There were times when we would have a cargo that required us to dry out (let the tide recede so that the ship is on a dry beach). Then we would have a few hours of down time. My buddy and I would take advantage of the free time to rove the countryside. On occasion, we would hitch a ride with a driver who could assure us that he would be returning to the beach.
Once we caught a ride with a driver who assured us that he would be coming back to the beach for another load. We rode for what seemed like a couple of hours and arrived at an apple orchard where a large congregation of combat soldiers were eating their lunch. Our driver gave us a box of K rations and while we were eating and conversing with the soldiers, an army officer came by and he was astonished to find two swabbies among his troops. Our driver explained that he had brought us from the beach and would return us there. The officer ordered us to leave ‘as of now’. Later after the battle for St. Lo, we realized that we had been near to the front lines. That battle was a victory for our troops and opened the route to Paris.
In late August, we had used all of our spare parts and could no longer repair our engines or generators. Our compass was no longer reliable. We had one out of three engines in use.
Along with three other LCT’s in our situation, we departed Utah Beach for Dartmouth for repairs. We were the last in a column of four and continued to fall further behind. With night coming on, we soon found ourselves alone. About an hour after darkness, a boat out of nowhere challenged with a red signal lamp. Though I was a signalman, I could not read their signal. They came closer and hit us with a flood light for a second or two, then veered away and were gone.
Sometime later a large vessel came out of the dark and challenged us for our identity using a megaphone. We made ourselves clear and asked who they might be. That ship was a British corvet. We advised them of our situation. We asked for our position and a heading to Dartmouth. They gave us our position and put us on a heading saying we should see land by day light. Day light came and all that we could see was sea and sky.
An hour or so later, we saw a small vessel, but did not know the nationality. We had aboard a battery powered signal lamp (Aldis Lamp) and I used this lamp to signal the small vessel and they replied in English. I asked for our position and was informed that Portland was to our port side. We turned in that direction and after several anxious minutes, we could see land. Later we could see the entrance to Portsmouth Harbor. They gave us permission to enter and told us where we should tie up.
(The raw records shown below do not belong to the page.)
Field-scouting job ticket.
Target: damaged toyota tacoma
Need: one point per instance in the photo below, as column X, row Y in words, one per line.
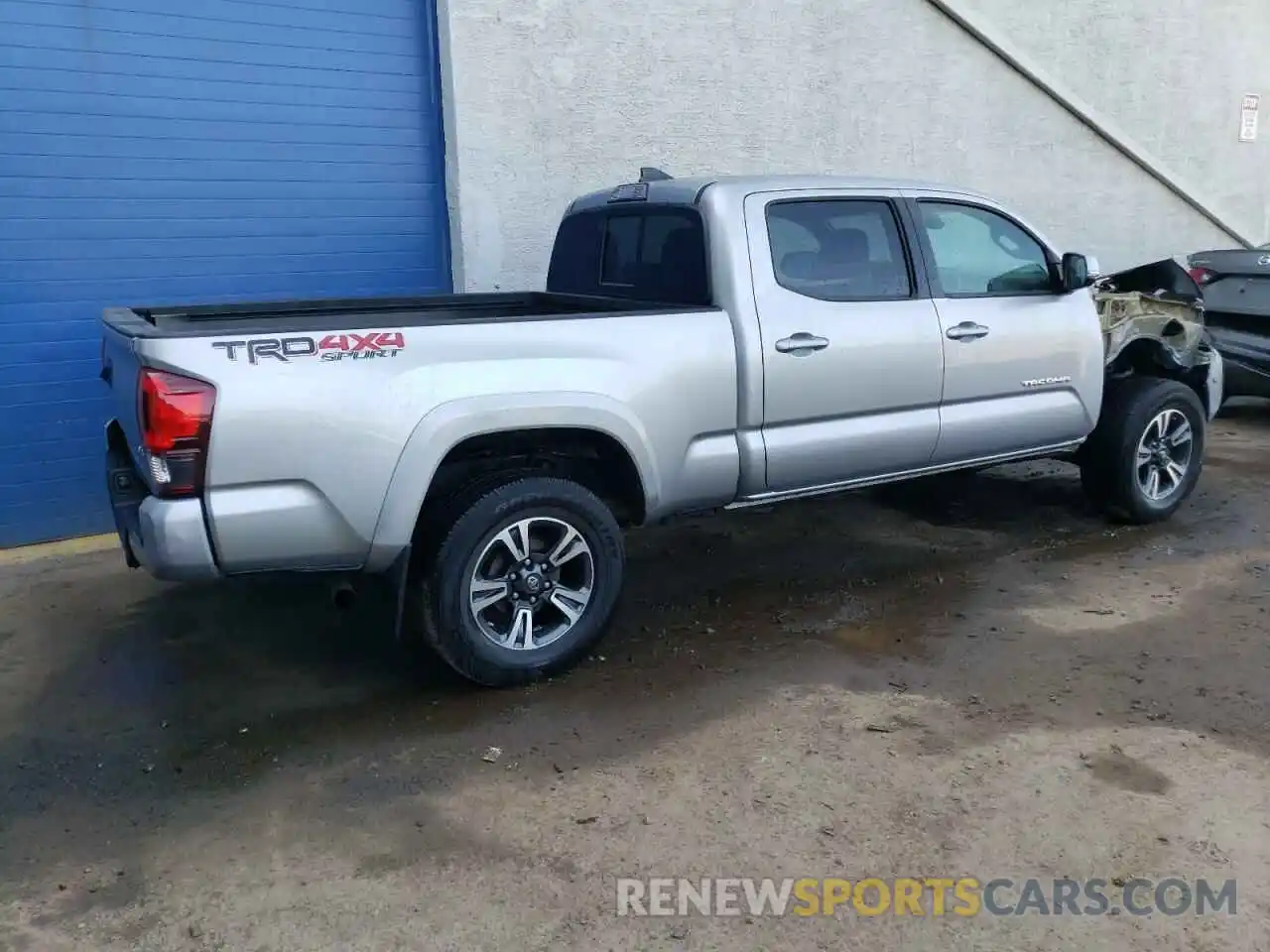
column 702, row 344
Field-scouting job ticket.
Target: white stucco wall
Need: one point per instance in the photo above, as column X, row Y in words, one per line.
column 549, row 98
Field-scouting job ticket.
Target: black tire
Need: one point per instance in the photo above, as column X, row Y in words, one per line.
column 1109, row 461
column 441, row 594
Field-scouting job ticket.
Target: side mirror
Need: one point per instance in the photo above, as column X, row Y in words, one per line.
column 1078, row 272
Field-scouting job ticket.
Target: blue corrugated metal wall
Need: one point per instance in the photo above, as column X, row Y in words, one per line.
column 159, row 153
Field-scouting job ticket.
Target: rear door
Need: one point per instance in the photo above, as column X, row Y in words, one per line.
column 852, row 361
column 1023, row 363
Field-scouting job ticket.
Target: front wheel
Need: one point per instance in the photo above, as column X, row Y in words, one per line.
column 1144, row 458
column 525, row 584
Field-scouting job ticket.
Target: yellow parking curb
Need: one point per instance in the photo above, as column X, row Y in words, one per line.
column 59, row 549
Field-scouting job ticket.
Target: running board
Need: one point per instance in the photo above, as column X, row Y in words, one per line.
column 829, row 488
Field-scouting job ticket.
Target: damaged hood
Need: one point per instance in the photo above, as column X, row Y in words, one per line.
column 1159, row 301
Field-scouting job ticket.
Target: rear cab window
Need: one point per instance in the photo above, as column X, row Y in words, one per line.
column 652, row 253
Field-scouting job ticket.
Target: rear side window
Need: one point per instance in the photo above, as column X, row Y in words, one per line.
column 838, row 249
column 653, row 253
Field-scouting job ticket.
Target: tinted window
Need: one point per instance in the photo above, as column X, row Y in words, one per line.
column 653, row 253
column 838, row 249
column 978, row 252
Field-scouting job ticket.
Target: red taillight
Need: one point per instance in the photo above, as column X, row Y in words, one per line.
column 176, row 426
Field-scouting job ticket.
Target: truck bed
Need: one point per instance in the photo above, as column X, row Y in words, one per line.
column 350, row 313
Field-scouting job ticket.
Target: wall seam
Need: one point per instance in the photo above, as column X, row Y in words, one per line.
column 1100, row 125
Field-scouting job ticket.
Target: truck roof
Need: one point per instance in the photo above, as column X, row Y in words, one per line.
column 689, row 190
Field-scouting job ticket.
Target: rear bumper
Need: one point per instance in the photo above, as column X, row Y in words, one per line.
column 167, row 537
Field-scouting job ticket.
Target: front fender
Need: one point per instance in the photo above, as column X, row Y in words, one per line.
column 451, row 422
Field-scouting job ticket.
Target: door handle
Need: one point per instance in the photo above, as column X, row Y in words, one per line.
column 966, row 330
column 802, row 344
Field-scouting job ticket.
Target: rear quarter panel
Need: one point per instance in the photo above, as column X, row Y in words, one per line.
column 321, row 461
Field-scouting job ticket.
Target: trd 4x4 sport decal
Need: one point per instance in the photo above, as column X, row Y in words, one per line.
column 333, row 347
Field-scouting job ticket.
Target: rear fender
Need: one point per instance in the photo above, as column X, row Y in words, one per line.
column 449, row 424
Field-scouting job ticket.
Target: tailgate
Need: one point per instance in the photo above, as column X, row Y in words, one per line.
column 121, row 370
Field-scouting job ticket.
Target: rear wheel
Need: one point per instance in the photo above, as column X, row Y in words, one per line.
column 1144, row 458
column 525, row 583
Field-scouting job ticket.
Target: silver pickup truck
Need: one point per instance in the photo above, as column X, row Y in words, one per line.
column 702, row 344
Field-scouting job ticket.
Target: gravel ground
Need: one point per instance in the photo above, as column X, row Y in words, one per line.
column 966, row 676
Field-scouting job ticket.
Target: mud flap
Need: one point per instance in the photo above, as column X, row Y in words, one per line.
column 398, row 578
column 1215, row 388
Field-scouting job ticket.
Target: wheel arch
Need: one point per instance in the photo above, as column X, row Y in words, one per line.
column 481, row 421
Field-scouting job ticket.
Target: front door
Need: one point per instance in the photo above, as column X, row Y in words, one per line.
column 1017, row 354
column 852, row 349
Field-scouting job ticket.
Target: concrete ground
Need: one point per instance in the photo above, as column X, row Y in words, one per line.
column 973, row 676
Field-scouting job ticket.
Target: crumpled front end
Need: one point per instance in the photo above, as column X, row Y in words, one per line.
column 1155, row 315
column 1157, row 302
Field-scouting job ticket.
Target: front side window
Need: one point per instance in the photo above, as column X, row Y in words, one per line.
column 838, row 249
column 980, row 253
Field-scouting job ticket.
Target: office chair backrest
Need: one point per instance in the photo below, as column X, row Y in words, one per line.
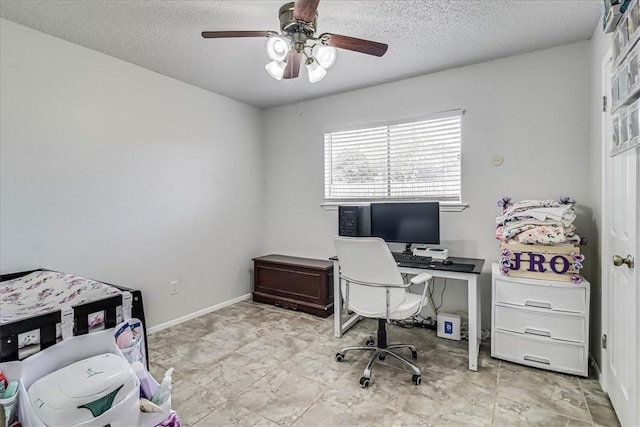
column 369, row 260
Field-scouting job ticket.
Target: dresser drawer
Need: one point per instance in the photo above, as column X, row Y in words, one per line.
column 558, row 297
column 540, row 352
column 540, row 323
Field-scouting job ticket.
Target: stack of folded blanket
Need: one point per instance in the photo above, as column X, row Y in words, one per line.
column 540, row 222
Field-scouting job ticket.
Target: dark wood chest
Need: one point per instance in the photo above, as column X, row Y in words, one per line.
column 294, row 283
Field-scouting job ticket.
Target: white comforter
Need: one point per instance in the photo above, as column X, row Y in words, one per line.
column 45, row 291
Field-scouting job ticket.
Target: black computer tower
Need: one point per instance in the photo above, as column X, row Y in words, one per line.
column 354, row 221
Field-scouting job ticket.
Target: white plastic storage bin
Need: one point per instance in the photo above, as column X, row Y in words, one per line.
column 74, row 349
column 634, row 122
column 449, row 326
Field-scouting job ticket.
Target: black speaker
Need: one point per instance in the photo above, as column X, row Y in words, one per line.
column 354, row 221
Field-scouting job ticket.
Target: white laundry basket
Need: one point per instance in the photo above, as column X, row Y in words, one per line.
column 125, row 413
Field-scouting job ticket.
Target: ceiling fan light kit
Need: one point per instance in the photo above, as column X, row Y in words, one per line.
column 276, row 69
column 297, row 39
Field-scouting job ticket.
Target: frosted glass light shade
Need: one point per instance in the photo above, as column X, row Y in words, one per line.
column 325, row 55
column 316, row 72
column 277, row 48
column 276, row 69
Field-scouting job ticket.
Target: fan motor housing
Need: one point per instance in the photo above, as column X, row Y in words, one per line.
column 290, row 25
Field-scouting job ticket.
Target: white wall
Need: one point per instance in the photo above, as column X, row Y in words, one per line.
column 117, row 173
column 533, row 109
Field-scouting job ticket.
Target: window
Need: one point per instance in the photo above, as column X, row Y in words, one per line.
column 417, row 160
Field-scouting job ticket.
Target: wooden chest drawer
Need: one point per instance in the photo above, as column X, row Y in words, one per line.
column 563, row 297
column 565, row 327
column 303, row 284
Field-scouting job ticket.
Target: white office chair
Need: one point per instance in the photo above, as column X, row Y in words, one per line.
column 372, row 286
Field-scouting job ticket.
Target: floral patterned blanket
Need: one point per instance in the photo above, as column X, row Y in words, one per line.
column 45, row 291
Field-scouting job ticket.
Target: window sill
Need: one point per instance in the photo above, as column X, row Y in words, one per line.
column 444, row 206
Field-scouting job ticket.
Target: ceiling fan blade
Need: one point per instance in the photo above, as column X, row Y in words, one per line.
column 305, row 10
column 293, row 66
column 225, row 34
column 357, row 45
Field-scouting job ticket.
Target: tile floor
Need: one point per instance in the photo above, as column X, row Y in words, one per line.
column 253, row 364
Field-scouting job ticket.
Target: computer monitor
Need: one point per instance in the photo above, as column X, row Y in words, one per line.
column 406, row 222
The next day, with a small ship escort, we finally arrived in Dartmouth. The LCT’s that we had left with from Utah Beach were glad to see us.
A week later, we were repaired and returned to Utah where we resumed our routine of unloading ships until the beaches were closed in October.
We returned to England where we had a lot of down time. We were given some leave and the day after Christmas with our LCT lashed down to LST 524, we took the South Atlantic route to the USA…New York. We were given 30 days leave. I reported back to Pier 92, N.Y. and was assigned to another crew going to the Pacific, and the invasion of Okinawa.